Événement capital de la Révolution française, on l'a dit et redit et non sans souligner que l'initiative en revient à quelques jeunes nobles. Pourtant, je ne sais si a été mesuré l'impact de cette abolition des privilèges par qui en jouissait. Je ne sais si a été mesurée la force déflagratoire de cette entrée en scène de ceux qui ont tout à perdre aux côtés de ceux qui n'ont rien à perdre. Chateaubriand le sent et le dit, en quelques lignes dans Les Mémoires d'outre-tombe : "La monarchie fut démolie à l'instar de la Bastille, dans la séance du soir de l'Assemblée nationale du 4 août. Ceux qui, par haine du passé, crient aujourd'hui contre la noblesse, oublient que ce fut un membre de cette noblesse, le vicomte de Noailles soutenu par le duc d'Aiguillon et par Mathieu de Montmorency, qui renversa l'édifice, objet des préventions révolutionnaires... Les plus grands coups portés à l'antique constitution de l'État le furent par des gentilshommes".

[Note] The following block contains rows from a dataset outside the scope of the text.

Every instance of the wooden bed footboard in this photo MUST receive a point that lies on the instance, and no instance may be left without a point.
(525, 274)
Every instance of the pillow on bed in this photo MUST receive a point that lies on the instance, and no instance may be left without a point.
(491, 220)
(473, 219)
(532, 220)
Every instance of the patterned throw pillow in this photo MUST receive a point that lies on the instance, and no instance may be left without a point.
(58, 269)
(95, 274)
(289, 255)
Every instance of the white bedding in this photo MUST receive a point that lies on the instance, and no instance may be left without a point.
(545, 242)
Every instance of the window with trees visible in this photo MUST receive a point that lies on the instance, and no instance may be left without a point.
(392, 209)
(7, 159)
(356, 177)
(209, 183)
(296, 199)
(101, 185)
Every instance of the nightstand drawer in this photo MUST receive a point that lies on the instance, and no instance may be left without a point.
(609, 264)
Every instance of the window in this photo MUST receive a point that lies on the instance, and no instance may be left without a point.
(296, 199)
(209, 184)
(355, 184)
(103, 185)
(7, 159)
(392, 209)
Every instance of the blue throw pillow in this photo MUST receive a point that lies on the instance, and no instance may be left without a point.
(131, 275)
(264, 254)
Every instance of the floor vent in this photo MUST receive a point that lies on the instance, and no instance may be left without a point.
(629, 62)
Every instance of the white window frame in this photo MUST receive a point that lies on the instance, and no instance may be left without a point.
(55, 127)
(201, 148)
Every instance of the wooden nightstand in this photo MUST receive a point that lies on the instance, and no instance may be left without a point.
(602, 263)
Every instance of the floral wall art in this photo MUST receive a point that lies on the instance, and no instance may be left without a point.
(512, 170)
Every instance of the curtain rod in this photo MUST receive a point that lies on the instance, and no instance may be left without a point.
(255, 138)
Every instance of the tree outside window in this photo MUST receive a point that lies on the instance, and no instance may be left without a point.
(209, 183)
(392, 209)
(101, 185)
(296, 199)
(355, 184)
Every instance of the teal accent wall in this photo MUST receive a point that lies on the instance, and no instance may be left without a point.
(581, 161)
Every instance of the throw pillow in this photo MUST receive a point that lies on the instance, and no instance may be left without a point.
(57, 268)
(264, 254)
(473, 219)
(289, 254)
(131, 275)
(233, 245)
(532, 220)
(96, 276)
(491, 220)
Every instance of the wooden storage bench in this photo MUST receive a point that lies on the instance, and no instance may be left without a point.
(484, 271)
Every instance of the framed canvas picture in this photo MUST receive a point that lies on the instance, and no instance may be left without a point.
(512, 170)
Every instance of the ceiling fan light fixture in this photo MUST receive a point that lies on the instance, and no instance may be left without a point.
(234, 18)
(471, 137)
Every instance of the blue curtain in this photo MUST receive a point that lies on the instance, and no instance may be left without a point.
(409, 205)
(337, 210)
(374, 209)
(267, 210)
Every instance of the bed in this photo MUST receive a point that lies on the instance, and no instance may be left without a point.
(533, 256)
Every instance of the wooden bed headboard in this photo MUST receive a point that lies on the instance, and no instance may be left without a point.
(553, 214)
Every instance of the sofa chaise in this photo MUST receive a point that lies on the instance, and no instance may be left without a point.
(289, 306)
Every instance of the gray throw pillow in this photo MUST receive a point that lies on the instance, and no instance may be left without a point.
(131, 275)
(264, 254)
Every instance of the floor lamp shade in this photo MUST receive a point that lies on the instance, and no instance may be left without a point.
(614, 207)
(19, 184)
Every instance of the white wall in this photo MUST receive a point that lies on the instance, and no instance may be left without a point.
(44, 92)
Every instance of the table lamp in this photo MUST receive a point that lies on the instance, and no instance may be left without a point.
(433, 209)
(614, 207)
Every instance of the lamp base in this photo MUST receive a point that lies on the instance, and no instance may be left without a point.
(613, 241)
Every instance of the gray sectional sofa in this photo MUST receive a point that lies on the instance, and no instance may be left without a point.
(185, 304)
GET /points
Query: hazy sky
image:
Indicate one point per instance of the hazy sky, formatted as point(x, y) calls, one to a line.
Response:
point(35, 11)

Mais il faut attendre quelques décennies plus tard pour qu'à l'autre bout du spectre politique, Michelet fasse passer l'intensité et l'ampleur de ce qui s'est joué là, tout particulièrement quand il évoque comment le jeune duc d'Aiguillon, le plus riche seigneur en propriétés féodales après le roi, "dit qu'en votant la veille des mesures de rigueur contre ceux qui attaquaient les châteaux, un scrupule lui est venu, qu'il s'était demandé à lui-même si ces hommes étaient bien coupables... Et il continua avec chaleur, avec violence, contre la tyrannie féodale, c'est-à-dire contre lui-même" (Scènes de la révolution française). En fait, c'est à l'incroyable moment où la liberté s'invente d'elle-même que Michelet nous fait assister, à cet instant stupéfiant où la liberté embrase celui à travers lequel elle se formule pour embraser de proche en proche tout ce qui l'entoure.